Редакция литературно-драматических программ размещалась на первом этаже дома, стоящего на площади. Напротив, чуть левее от входа в редакцию, музей Первого съезда РСДРП. Казалось бы, неприметный деревянный домик, в котором когда-то собрались представители российской социал-демократии, а какие мировые сдвиги произошли после этой встречи! И абсолютно неважно, что это здание принадлежало еврейской организации БУНД. Как истинные сыновья своего народа, бундовцы просто зарабатывали деньги, сдавая домик в аренду. О результатах, как мне представляется, ни те, ни эти тогда не думали.
Я с уважением посмотрел на дом-музей и вошел в редакцию.
— Нам молодые сотрудники нужны, — сказал Роман Шарпила.
По его взгляду я понял, что кажусь ему чересчур молодым для должности редактора.
— А мы можем зачислить его пока что младшим редактором, — послышался голос из соседнего кабинета.
— Пойдем к главному, — поднялся со стула Шарпила.
Мы перешли в соседний кабинет.
Там сидел солидный человек с кудряшками волос вокруг лысины на большой голове.
«Настоящий главный редактор», — подумал я.
— Валентин, — подал он мне руку.
«И рука как лопата, — отметил я. — По всему видно, простой человек. Белорус».
— Из Пухович родом, — кивнул Валентин. — А ты откуда?
— Из Ганцевичей.
— Это где-то на Брестчине?
— Недалеко от Слуцка, — сказал Шарпила.
Оба неплохо знали белорусскую географию. У меня отлегло от сердца. Я уважал людей, которые знали географию.
— Съездил в Слуцк, съел полбатона и по-русски уже говорит! — засмеялся Валентин.
«Как его отчество? — подумал я. — Неловко к главному редактору обращаться по имени».
— Николаевич, — сказал Роман. — А я Яковлевич.
— Ты вроде из Мира? — перестал смеяться Тисловец. — Еврейское местечко.
— У нас все местечки были еврейские, — побагровел Шарпила. — А Яковом отца назвали по святцам.

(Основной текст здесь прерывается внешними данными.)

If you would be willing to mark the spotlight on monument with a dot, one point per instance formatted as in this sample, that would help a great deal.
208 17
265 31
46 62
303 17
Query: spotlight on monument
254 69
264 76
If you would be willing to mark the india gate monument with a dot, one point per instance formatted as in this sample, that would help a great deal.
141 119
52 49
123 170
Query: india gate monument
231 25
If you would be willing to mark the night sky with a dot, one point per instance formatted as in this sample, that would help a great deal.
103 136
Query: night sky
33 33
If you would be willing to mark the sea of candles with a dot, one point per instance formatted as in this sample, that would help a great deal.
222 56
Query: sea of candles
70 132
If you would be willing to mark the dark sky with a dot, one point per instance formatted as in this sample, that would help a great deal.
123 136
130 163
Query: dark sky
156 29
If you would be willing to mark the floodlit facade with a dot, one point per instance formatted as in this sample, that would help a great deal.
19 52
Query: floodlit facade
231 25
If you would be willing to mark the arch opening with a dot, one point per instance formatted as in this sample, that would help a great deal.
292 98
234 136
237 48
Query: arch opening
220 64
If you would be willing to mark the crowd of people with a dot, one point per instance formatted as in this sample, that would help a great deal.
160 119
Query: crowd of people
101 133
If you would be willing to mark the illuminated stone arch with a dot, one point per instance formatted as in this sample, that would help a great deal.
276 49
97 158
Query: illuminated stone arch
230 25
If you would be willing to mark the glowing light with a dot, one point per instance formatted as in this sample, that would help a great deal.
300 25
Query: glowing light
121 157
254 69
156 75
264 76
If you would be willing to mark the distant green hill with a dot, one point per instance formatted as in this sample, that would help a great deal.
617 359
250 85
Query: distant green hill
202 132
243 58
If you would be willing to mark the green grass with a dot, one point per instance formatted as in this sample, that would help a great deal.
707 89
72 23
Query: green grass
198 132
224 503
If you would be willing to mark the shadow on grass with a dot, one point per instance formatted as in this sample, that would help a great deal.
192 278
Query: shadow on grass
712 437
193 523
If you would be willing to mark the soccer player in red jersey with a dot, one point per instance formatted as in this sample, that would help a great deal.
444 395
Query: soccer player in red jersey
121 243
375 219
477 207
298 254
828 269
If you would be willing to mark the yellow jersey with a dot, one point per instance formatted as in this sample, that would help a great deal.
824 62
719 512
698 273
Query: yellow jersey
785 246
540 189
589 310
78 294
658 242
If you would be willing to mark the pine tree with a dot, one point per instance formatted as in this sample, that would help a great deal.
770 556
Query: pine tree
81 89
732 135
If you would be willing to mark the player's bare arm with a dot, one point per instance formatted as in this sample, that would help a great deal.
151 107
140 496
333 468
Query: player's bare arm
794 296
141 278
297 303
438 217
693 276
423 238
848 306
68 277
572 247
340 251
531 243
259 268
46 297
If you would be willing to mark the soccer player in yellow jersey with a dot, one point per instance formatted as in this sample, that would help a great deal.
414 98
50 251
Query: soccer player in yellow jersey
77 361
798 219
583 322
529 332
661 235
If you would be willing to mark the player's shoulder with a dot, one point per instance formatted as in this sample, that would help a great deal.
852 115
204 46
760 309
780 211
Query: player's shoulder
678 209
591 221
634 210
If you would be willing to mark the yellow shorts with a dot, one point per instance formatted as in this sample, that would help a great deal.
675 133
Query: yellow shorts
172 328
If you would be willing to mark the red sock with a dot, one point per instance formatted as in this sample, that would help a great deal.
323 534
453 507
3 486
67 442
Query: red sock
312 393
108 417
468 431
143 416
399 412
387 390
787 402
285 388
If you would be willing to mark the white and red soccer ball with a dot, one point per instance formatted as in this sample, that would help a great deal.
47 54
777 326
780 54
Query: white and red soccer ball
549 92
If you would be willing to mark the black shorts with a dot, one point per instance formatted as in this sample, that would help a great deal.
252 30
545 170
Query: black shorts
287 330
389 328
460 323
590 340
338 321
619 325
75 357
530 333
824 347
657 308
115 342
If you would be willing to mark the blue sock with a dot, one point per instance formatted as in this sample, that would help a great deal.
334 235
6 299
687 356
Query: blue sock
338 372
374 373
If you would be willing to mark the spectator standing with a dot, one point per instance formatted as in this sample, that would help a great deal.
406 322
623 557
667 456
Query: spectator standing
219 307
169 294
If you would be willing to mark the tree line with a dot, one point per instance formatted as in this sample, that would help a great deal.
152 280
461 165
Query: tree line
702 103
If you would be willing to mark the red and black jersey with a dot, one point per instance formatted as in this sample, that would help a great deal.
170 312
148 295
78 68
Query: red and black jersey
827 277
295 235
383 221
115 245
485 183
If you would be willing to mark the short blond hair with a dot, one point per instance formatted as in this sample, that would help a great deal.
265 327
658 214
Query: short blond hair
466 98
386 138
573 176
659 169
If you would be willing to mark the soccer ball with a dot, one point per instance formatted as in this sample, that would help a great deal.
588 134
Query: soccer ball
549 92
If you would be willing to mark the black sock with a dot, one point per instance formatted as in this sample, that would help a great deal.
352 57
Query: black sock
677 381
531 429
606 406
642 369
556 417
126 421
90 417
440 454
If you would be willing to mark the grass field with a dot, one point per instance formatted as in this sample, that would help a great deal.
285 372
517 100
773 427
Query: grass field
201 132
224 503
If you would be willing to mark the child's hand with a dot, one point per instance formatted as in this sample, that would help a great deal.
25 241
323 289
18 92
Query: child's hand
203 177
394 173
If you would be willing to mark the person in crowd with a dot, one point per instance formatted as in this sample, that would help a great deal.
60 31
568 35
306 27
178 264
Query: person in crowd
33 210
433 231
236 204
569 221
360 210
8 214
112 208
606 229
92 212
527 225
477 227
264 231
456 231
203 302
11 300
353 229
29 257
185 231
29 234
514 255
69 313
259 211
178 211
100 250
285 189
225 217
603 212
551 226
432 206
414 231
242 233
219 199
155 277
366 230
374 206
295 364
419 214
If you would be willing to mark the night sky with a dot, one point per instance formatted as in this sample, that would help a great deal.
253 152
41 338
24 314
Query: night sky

— Я и не говорю ничего, — пожал широкими плечами главный. — После войны многие переезжали с хуторов в местечки. А мой дед был плотогоном. Уважаемая в Белоруссии профессия.
— Так сколько у нас лесов было, — посмотрел в окно Шарпила. — Я уже не говорю о реках. Свислочь и речкой не назовешь.
«Видимо, сейчас не надо говорить, что я вырос на Днепре, — подумал я. — Ишь, как обиделся, что родом из местечка».
— Я не обиделся, — сказал Шарпила. — Мне за леса обидно. У нас одних пущ было около полусотни. А в войну немцы весь лес вывезли.
— Так у нас больше нечего было взять, — кивнул Тисловец. — Бульба и лес. На лугах лен теребили.